Salt of the Earth: What You Need to Know about Salt

Unprocessed salts from around the world are a treat for your palate—and your well being.

| May/June 2002

  • Black Lava Hawaiian Sea Salt, mixed with lava rock for a high mineral content
  • Gray Salt from France
  • Fleur de sel salt crystals form on the surface of crystalizers early in the morning, with a little help from the sun.

  • Salts courtesy The Spice House, Milwaukee, Wisconsin / Photos by Joe Coca

  • Pakistan Black Sea Salt
  • Red Alaea Hawaiian Sea Salt, mixed with alae clay
  • Sarah’s Sea Salt with Pacific Rim spices combines pure, medium-grain salt from the Mediterranean with star anise, cinnamon, Sichuan peppercorns, and other spices.

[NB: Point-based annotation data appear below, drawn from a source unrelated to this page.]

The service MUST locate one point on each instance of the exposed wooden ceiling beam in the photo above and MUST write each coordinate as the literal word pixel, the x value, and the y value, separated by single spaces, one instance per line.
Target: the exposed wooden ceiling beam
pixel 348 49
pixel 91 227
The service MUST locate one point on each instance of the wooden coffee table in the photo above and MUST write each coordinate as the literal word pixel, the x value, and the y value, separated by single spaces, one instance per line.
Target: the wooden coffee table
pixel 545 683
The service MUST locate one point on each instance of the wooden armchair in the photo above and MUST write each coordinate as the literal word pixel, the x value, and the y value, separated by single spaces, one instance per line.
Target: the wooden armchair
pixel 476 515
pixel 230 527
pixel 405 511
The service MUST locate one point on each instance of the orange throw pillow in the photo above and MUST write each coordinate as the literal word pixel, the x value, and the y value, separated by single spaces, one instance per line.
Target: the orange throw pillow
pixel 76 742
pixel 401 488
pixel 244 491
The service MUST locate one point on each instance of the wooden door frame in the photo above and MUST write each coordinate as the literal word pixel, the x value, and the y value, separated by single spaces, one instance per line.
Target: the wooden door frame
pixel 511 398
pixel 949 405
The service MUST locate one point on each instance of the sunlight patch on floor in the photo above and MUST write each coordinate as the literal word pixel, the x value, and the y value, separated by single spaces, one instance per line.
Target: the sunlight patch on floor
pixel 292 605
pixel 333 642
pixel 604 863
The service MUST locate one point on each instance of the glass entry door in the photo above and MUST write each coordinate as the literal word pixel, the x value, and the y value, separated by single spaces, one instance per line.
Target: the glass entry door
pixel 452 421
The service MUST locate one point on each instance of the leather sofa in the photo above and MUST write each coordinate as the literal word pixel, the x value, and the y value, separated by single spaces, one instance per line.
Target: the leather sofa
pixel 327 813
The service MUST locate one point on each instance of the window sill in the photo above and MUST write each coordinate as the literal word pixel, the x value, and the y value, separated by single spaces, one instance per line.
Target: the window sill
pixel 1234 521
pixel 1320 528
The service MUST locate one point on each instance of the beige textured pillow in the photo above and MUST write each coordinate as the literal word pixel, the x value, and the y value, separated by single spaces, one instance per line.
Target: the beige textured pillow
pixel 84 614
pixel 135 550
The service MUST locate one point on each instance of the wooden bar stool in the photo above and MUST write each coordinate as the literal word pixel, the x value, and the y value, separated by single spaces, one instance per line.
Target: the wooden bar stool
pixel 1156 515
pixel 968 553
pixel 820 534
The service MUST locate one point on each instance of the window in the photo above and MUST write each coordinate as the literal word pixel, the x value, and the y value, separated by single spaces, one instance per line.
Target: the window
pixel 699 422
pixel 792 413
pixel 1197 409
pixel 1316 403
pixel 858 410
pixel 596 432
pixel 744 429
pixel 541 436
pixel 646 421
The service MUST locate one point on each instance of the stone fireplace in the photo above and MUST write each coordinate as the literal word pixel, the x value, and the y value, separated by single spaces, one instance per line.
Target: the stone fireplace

“In it, we taste infinitude,” Chilean poet Pablo Neruda wrote of salt in Elementary Odes (Odas Elementales, 1954). Salt has been called the dust of the ocean and the essence of life. Salt is sacred. Entire civilizations have risen around it. It’s part of wedding ceremonies and religious offerings around the world. In Hawaiian tradition, the elders use salt as a purifier in all medicine and ritual. Our word “salary” is a daily reminder that salt served as legal tender in ancient Roman times.

Salt is vital to our health and well-being. There is nothing more elementally of this planet, and of who we are, than its shimmering crystals and its unmistakable taste.

But not all salts are the same. The Yellow Emperor’s Classic of Internal Medicine, published in China in 2700 bc, discusses more than forty different kinds. And in recent years, expensive, glittering sea salts are replacing regular, cheap table salts in the kitchens of natural homes and celebrity chefs. So what’s going on?

The salt crop



Whether mined inland from ancient deposits or evaporated along coastal shores, all salts originate in the sea. In its natural form, salt consists of eighty-plus different minerals, including calcium, magnesium, sulfur, copper, potassium and yes, even gold. The stuff that gives salt its characteristic saltiness, sodium chloride, makes up about 78 percent of this highly variable mix.

Natural sea salt is harvested from coves, exposed rocks, or tidal basins. Artisan salt farmers often channel and rake the salty watersheds, then gather the exposed crystals by hand. Unrefined, this salt is ready for use just as it is.